Pressure nothing new for NSW debutant Suaalii

Joseph-Aukaso Suaalii will again be in the spotlight in the Origin opener. (Dan Himbrechts/AAP PHOTOS)

At 20 years of age, Joseph-Aukuso Suaalii has already made a career of standing up to pressure.

Every rugby league fan in the country knew Suaalii's name before he'd taken the field at NRL level, before he'd even finished high school.

So prodigious was his talent that by 16, Suaalii was offered a six-figure salary and a chance for Olympic selection by Rugby Australia, and then became the subject of a bidding war between South Sydney and the Sydney Roosters.

After winning that tussle, the Roosters needed to get an exemption to play him in the NRL as a 17-year-old, convinced an athlete as rare as 196cm tall, fast-as-you-like Suaalii could no longer sit on the sidelines.

Then there was the 2022 World Cup in England, where Suaalii slotted seamlessly into fullback - a position he had never played at NRL level - and hoisted Samoa into their first-ever World Cup final.

"I think that was when people started looking at 'Su' and saying, 'Oh, he's the real deal'," Roosters and NSW teammate Angus Crichton said.

"He had the pressure of the whole nation on him at fullback.

"There was so much criticism coming on to him, and then the way he bounced back from that and was a part of taking that team all the way to the final."

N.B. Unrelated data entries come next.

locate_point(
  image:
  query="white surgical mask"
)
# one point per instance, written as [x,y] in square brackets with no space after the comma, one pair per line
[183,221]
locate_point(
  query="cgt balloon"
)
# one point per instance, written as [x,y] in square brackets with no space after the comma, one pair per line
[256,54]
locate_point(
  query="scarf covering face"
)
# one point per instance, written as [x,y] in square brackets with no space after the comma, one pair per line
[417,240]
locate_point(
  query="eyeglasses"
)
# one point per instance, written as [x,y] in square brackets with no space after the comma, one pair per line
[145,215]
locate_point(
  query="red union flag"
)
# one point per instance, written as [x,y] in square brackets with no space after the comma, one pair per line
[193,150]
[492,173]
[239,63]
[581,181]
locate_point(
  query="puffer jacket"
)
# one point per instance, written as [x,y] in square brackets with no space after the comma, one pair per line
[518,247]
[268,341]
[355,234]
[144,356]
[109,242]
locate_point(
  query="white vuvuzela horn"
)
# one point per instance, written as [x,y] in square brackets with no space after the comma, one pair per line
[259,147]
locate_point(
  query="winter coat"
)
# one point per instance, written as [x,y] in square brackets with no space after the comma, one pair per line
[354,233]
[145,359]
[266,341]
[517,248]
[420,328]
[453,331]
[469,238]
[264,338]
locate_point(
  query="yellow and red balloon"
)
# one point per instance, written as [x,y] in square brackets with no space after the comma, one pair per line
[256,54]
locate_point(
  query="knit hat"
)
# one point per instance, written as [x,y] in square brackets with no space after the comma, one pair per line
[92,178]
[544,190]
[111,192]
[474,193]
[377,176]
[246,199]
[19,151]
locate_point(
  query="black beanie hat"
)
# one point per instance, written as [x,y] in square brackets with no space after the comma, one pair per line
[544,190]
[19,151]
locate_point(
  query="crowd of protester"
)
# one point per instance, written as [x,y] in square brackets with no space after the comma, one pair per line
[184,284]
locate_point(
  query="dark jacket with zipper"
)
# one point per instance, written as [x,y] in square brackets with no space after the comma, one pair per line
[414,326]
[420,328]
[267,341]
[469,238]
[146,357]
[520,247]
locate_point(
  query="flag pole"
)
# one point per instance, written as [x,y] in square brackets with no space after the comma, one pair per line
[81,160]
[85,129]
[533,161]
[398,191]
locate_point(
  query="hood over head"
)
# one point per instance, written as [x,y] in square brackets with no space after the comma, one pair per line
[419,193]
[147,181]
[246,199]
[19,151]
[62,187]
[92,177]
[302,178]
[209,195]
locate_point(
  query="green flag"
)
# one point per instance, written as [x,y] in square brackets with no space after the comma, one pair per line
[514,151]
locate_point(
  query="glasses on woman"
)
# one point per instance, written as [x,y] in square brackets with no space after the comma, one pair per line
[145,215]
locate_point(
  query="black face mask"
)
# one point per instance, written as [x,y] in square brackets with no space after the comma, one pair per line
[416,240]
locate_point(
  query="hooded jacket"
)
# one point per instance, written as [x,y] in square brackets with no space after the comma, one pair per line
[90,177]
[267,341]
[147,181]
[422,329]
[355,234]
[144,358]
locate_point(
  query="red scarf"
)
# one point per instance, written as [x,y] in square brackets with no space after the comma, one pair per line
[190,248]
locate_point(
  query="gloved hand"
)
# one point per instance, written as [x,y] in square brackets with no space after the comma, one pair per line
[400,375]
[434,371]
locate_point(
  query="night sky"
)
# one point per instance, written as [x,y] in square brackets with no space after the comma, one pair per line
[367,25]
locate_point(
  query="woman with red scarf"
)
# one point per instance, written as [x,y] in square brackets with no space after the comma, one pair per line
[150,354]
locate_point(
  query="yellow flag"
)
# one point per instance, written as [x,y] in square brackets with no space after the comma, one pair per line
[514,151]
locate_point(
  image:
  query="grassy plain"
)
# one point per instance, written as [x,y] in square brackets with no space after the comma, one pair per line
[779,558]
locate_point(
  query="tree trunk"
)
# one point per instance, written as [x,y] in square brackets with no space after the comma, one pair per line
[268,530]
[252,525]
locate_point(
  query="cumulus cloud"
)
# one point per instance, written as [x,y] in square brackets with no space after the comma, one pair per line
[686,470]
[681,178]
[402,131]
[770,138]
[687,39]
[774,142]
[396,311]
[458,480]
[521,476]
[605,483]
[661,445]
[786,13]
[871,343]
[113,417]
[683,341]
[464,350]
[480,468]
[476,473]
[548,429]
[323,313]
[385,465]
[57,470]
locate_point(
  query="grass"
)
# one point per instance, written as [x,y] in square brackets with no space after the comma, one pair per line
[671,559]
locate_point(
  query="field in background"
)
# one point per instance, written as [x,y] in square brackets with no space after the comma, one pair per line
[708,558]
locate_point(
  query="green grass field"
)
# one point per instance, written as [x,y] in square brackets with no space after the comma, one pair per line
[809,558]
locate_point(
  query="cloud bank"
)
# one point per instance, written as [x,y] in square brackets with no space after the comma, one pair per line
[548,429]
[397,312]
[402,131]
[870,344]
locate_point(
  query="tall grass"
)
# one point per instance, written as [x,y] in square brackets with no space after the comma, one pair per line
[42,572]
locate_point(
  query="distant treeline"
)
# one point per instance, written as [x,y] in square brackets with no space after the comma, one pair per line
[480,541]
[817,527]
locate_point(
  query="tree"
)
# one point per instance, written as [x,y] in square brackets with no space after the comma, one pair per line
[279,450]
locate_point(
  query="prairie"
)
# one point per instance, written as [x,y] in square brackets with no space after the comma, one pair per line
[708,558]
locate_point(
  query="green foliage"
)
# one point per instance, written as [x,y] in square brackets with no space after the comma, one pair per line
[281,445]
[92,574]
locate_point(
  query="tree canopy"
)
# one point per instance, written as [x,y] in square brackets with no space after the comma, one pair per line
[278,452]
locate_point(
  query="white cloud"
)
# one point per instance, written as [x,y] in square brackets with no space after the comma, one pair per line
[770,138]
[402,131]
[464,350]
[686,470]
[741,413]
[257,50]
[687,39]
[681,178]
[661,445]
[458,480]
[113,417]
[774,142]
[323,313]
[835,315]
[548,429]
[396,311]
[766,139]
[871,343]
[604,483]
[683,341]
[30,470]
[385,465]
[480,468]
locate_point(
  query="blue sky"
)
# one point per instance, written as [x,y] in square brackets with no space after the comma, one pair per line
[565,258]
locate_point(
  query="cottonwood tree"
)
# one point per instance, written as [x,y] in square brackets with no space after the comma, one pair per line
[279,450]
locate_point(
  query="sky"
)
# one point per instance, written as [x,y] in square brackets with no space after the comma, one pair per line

Handling the public and media interest that came with his multi-million dollar switch to rugby union took an altogether different level of poise.

It's hard to imagine any other teenager in the country was as envied by the sporting public as Suaalii when he put pen to paper on a $4.8 million, three-year deal that begins in 2025.

No NRL player in history has ever earned as big a salary.

With selection for the State of Origin series opener, Suaalii found himself under the now-familiar spotlight again.

The soon-to-be NSW centre was met with all kinds of criticism last Sunday, from those who doubted his form, to those insisting a player bound for rugby union had no place on rugby league's biggest stage.

But when Suaalii's NSW teammates are asked whether he'll be up to the latest test set by the rugby league pressure cooker, their answers follow the same pattern.

Just look at his track record.

"He's been dealing with that sort of pressure since he was touted as the next big thing when he was like 10 years old," Crichton said.

"It's nothing new to him and the pressure is nothing new to him.

"He's obviously got all the tricks in his trick bag, and he's tough as nails. I think he's earned this debut, nobody can say he hasn't."

Playing for Samoa at the World Cup, NSW winger Brian To'o saw Suaalii's star qualities first-hand.

"He's definitely the kid that soaks everything in, he is a real born leader," he said.

"He was the kind of guy who was a real professional with everything he did."

Fellow Blues centre and Samoa teammate Stephen Crichton says Suaalii's form has never wavered in the face of challenges.

"Everything about him is elite," he says.

"His highlights of this year and in the past few years, say that he should be here."